[Webkit-unassigned] [Bug 31737] Chromium WebKit API WebPageSerializer

bugzilla-daemon at webkit.org bugzilla-daemon at webkit.org
Tue Nov 24 13:21:58 PST 2009


https://bugs.webkit.org/show_bug.cgi?id=31737


Darin Fisher (:fishd, Google) <fishd at chromium.org> changed:

           What    |Removed                     |Added
----------------------------------------------------------------------------
  Attachment #43602|review?                     |review-
               Flag|                            |




--- Comment #4 from Darin Fisher (:fishd, Google) <fishd at chromium.org>  2009-11-24 13:21:57 PST ---
(From update of attachment 43602)
The StringBuilder additions seem quite handy.

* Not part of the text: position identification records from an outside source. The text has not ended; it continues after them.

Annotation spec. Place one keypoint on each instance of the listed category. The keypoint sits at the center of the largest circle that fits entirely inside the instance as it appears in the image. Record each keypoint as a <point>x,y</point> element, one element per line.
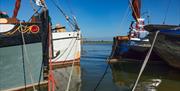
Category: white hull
<point>68,44</point>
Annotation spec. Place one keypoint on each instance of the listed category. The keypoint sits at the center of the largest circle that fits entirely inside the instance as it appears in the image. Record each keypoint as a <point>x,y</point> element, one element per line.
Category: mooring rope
<point>145,61</point>
<point>27,58</point>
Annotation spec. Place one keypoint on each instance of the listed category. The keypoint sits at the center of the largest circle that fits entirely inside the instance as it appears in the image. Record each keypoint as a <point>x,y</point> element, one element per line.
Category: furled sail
<point>136,8</point>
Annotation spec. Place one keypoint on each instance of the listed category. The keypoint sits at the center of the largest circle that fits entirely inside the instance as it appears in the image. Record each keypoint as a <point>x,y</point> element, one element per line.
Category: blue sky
<point>101,19</point>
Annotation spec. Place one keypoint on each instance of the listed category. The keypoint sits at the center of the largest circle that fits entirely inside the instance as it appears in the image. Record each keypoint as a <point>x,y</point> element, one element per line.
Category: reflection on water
<point>62,77</point>
<point>157,76</point>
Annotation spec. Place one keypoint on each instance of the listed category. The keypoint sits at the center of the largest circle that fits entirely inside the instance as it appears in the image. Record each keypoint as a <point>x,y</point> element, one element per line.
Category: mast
<point>136,8</point>
<point>16,8</point>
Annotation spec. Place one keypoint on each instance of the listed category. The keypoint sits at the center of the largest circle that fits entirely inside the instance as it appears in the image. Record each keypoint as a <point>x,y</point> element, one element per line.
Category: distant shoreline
<point>97,42</point>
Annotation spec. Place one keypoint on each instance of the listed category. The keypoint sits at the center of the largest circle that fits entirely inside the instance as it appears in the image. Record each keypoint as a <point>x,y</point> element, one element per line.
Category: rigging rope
<point>27,58</point>
<point>166,11</point>
<point>70,77</point>
<point>107,67</point>
<point>51,81</point>
<point>145,61</point>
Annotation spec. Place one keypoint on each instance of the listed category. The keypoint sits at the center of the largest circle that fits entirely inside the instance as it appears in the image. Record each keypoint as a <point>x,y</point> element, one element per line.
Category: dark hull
<point>167,44</point>
<point>125,49</point>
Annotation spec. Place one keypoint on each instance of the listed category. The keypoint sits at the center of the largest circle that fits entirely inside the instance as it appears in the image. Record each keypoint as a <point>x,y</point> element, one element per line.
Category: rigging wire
<point>27,58</point>
<point>179,13</point>
<point>166,12</point>
<point>145,61</point>
<point>72,69</point>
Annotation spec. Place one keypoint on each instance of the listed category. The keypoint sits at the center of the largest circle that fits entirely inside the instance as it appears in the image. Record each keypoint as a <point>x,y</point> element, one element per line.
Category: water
<point>158,76</point>
<point>93,64</point>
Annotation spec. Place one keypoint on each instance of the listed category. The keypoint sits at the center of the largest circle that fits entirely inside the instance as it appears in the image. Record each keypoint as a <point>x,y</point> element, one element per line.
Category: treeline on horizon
<point>97,42</point>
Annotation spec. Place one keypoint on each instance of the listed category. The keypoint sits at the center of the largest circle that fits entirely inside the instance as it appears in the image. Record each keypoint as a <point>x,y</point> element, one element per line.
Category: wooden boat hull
<point>24,53</point>
<point>167,44</point>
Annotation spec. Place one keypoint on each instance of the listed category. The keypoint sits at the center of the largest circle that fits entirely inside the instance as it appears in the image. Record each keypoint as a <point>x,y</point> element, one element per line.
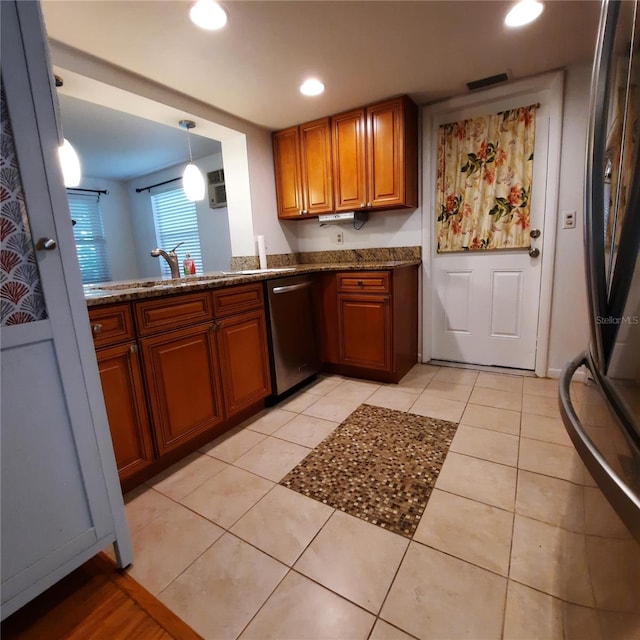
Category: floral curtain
<point>619,170</point>
<point>485,168</point>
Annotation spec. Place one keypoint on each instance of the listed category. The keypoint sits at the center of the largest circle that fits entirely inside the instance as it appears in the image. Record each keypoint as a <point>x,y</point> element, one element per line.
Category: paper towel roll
<point>262,252</point>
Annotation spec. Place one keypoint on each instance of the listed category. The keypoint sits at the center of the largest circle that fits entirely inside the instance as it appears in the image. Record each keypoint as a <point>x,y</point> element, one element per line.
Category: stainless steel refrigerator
<point>602,417</point>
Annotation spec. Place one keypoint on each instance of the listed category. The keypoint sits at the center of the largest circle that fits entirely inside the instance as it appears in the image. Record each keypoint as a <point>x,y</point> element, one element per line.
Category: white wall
<point>569,311</point>
<point>213,224</point>
<point>244,145</point>
<point>118,230</point>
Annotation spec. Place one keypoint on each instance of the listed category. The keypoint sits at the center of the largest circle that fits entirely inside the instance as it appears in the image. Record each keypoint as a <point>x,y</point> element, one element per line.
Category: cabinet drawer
<point>110,325</point>
<point>153,316</point>
<point>369,281</point>
<point>237,299</point>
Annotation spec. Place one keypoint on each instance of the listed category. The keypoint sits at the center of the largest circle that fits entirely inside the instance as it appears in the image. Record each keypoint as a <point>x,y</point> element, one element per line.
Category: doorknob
<point>46,244</point>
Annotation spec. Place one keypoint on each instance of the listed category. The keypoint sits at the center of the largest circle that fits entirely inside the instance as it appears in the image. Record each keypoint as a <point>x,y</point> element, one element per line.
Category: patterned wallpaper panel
<point>21,298</point>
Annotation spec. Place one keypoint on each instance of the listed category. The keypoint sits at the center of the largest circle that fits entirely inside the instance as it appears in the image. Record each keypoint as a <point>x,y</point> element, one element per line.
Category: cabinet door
<point>183,384</point>
<point>244,360</point>
<point>286,160</point>
<point>316,162</point>
<point>365,330</point>
<point>121,379</point>
<point>349,161</point>
<point>385,154</point>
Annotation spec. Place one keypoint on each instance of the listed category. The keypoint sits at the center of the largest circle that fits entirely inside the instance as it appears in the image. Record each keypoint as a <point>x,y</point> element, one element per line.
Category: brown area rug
<point>379,465</point>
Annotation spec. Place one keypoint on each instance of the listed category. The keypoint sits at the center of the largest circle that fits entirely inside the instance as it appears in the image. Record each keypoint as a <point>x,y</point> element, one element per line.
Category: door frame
<point>549,87</point>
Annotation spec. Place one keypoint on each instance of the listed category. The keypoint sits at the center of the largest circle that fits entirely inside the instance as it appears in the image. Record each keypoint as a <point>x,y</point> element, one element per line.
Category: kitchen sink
<point>249,272</point>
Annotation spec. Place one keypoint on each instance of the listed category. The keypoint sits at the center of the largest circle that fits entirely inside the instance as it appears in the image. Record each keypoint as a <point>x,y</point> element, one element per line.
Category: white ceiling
<point>364,51</point>
<point>119,146</point>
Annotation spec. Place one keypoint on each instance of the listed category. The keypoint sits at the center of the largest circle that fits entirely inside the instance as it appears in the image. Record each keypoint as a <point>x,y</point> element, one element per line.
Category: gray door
<point>61,500</point>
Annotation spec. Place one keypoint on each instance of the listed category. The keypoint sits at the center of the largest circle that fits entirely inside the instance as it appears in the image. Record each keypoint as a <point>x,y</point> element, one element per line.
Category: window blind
<point>176,221</point>
<point>91,243</point>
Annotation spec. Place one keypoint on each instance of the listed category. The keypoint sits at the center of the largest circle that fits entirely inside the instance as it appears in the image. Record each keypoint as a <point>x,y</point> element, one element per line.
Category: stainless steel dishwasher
<point>294,354</point>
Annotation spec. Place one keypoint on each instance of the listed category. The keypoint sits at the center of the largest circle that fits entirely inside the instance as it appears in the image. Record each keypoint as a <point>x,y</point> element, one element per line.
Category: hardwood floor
<point>96,602</point>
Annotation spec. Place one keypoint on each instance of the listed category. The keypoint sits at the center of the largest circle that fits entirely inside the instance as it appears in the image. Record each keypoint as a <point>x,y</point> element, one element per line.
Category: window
<point>176,221</point>
<point>91,244</point>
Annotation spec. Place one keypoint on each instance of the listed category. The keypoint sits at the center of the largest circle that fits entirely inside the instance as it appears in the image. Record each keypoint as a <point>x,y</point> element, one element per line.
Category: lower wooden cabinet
<point>202,366</point>
<point>368,322</point>
<point>183,385</point>
<point>124,398</point>
<point>244,360</point>
<point>364,330</point>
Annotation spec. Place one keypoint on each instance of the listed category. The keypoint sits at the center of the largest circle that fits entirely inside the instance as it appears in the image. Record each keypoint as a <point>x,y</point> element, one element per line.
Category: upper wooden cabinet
<point>376,156</point>
<point>302,161</point>
<point>363,159</point>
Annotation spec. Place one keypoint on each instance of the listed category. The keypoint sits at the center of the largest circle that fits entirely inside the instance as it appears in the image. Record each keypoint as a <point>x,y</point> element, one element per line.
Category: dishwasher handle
<point>292,287</point>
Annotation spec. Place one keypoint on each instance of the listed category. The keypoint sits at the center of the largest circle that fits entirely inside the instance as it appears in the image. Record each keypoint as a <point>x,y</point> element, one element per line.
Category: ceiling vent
<point>487,82</point>
<point>217,190</point>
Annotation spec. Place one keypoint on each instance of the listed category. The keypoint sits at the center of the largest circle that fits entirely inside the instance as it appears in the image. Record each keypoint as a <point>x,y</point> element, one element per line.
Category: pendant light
<point>523,12</point>
<point>192,180</point>
<point>70,164</point>
<point>69,160</point>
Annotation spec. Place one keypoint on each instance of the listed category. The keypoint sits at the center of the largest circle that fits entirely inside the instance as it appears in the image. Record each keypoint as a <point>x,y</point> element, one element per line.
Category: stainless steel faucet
<point>171,258</point>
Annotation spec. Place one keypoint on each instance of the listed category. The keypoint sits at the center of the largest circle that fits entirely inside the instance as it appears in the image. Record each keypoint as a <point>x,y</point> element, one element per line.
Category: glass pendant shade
<point>70,164</point>
<point>193,183</point>
<point>524,12</point>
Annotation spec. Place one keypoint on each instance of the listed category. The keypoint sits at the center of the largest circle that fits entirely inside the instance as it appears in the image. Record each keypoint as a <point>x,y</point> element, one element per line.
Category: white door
<point>61,500</point>
<point>485,306</point>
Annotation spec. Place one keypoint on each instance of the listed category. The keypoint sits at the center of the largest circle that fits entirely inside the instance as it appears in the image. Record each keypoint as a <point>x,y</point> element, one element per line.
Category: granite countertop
<point>126,291</point>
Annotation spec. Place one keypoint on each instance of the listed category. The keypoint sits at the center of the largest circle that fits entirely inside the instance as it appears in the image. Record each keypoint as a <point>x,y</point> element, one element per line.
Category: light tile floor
<point>516,541</point>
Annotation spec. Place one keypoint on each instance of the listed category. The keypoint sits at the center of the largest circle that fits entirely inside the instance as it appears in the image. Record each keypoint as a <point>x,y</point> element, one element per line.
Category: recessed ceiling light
<point>208,14</point>
<point>311,87</point>
<point>524,12</point>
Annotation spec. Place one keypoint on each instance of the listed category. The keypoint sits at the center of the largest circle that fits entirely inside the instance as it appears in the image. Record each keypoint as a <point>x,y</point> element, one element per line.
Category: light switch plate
<point>568,219</point>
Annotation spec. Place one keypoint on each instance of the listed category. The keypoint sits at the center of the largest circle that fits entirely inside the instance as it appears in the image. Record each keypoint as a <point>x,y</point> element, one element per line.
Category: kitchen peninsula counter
<point>183,360</point>
<point>127,291</point>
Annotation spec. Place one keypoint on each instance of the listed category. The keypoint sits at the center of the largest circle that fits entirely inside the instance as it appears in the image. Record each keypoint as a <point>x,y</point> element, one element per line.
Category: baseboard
<point>581,375</point>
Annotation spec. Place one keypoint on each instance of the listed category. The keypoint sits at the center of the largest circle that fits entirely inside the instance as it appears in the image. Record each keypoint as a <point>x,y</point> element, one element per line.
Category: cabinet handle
<point>46,244</point>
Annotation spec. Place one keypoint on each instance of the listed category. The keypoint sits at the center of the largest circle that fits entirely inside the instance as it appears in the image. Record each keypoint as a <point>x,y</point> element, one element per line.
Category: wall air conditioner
<point>217,190</point>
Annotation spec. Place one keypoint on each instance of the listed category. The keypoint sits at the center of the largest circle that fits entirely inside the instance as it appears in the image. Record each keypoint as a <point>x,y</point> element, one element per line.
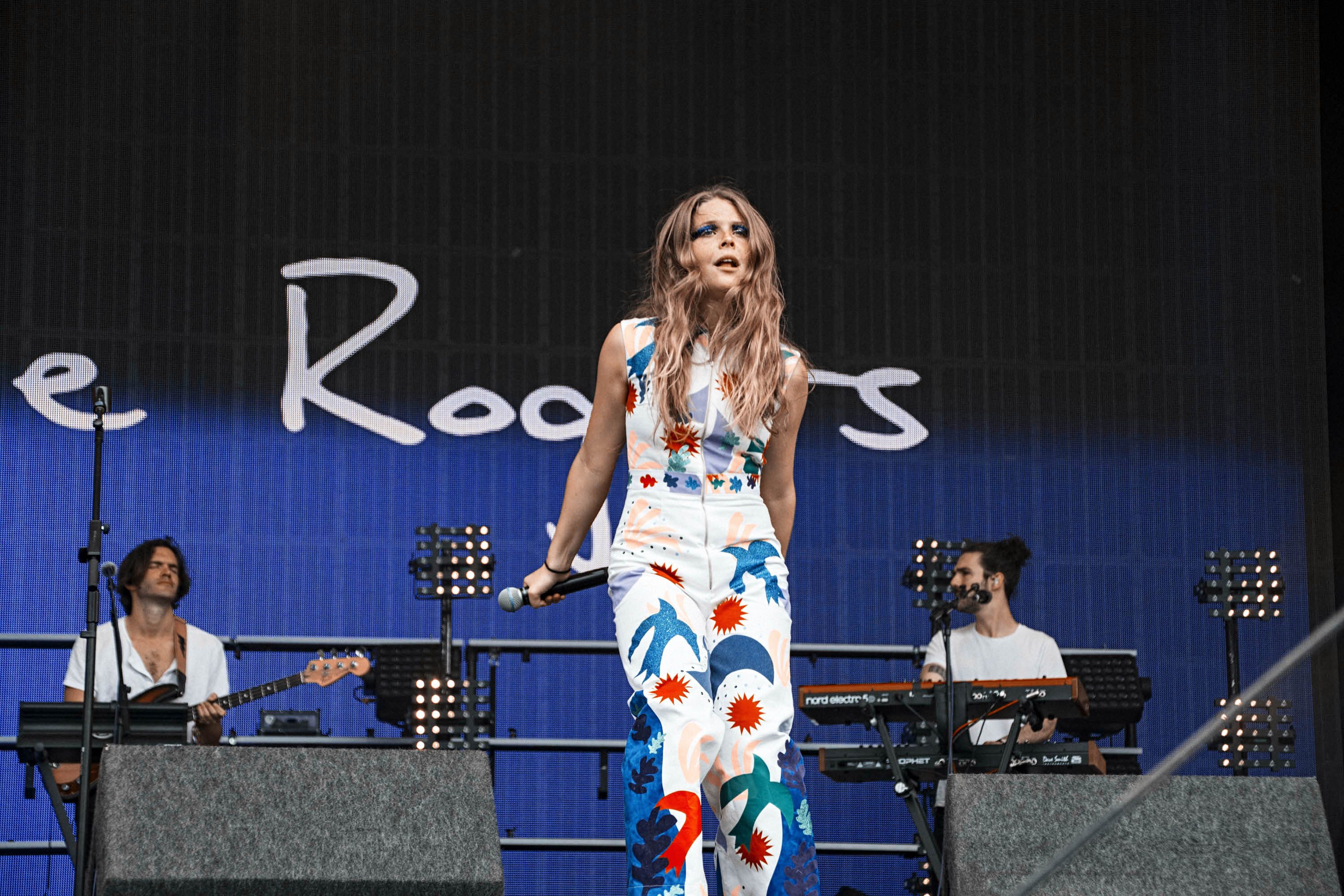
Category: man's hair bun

> +++ b/WebKit/chromium/public/WebPageSerializer.h
...
> +// Get html data by serializing all frames of current page with lists
> +// which contain all resource links that have local copy.
> +// contain all saved auxiliary files included all sub frames and resources.

did you mean to delete this second sentence?


> +// This function will find out all frames and serialize them to HTML data.
> +// We have a data buffer to temporary saving generated html data. We will
> +// sequentially call WebViewDelegate::SendSerializedHtmlData once the data
> +// buffer is full. See comments of WebViewDelegate::SendSerializedHtmlData

nit: please fix these references to WebViewDelegate since that interface no
longer exists.


> +class WebPageSerializer {
> +public:
> +

nit: ^^^ kill this new line

> +    // Do serialization action. Return false means no available frame has been
> +    // serialized, otherwise return true.
> +    // The parameter specifies which frame need to be serialized.
> +    // The parameter recursive specifies whether we need to
> +    // serialize all sub frames of the specified frame or not.
> +    // The parameter client specifies the pointer of interface

nit: ^^^ add a trailing period


> +    // WebPageSerializerClient provide sink interface which can receive the
> +    // individual chunks of data to be saved.
> +    // The parameter links contain original URLs of all saved links.
> +    // The parameter localPaths contain corresponding local file paths of all
> +    // saved links, which matched with vector:links one by one.
> +    // The parameter localDirectoryName is relative path of directory which
> +    // contain all saved auxiliary files included all sub frames and resources.
> +    WEBKIT_API static bool serialize(WebFrame* frame,
> +                                     bool recursive,
> +                                     WebPageSerializerClient* client,
> +                                     const WebVector<WebURL>& links,
> +                                     const WebVector<WebString>& localPaths,
> +                                     const WebString& localDirectoryName);
> +
> +    // FIXME: The following are here for unit testing purposes. Consider
> +    // fixing the unit tests instead.

nit: s/fixing/changing/


> +++ b/WebKit/chromium/public/WebPageSerializerClient.h
...
> +class WebPageSerializerClient {
> +public:
> +    // This enum indicates  This sink interface can receive the individual chunks
> +    // of serialized data to be saved, so we use values of following enum
> +    // definition to indicate the serialization status of serializing all html
> +    // content. If current frame is not complete serialized, call
> +    // DidSerializeDataForFrame with URL of current frame, data, data length and

nit: DidSerializeDataForFrame -> didSerializeDataForFrame 


> +    // flag CurrentFrameIsNotFinished.
> +    // If current frame is complete serialized, call DidSerializeDataForFrame

ditto


> +    // with URL of current frame, data, data length and flag
> +    // CurrentFrameIsFinished.
> +    // If all frames of page are complete serialized, call
> +    // DidSerializeDataForFrame with empty URL, empty data, 0 and flag

ditto


> +    enum PageSerializationStatus {
> +        // Current frame is not finished saving.
> +        CurrentFrameIsNotFinished = 0,
> +        // Current frame is finished saving.
> +        CurrentFrameIsFinished,
> +        // All frame are finished saving.
> +        AllFramesAreFinished,
> +    };

nit: ^^^ those comments are just restating the name of the enum with the
exception
of the "saving" word.  can we delete the comments?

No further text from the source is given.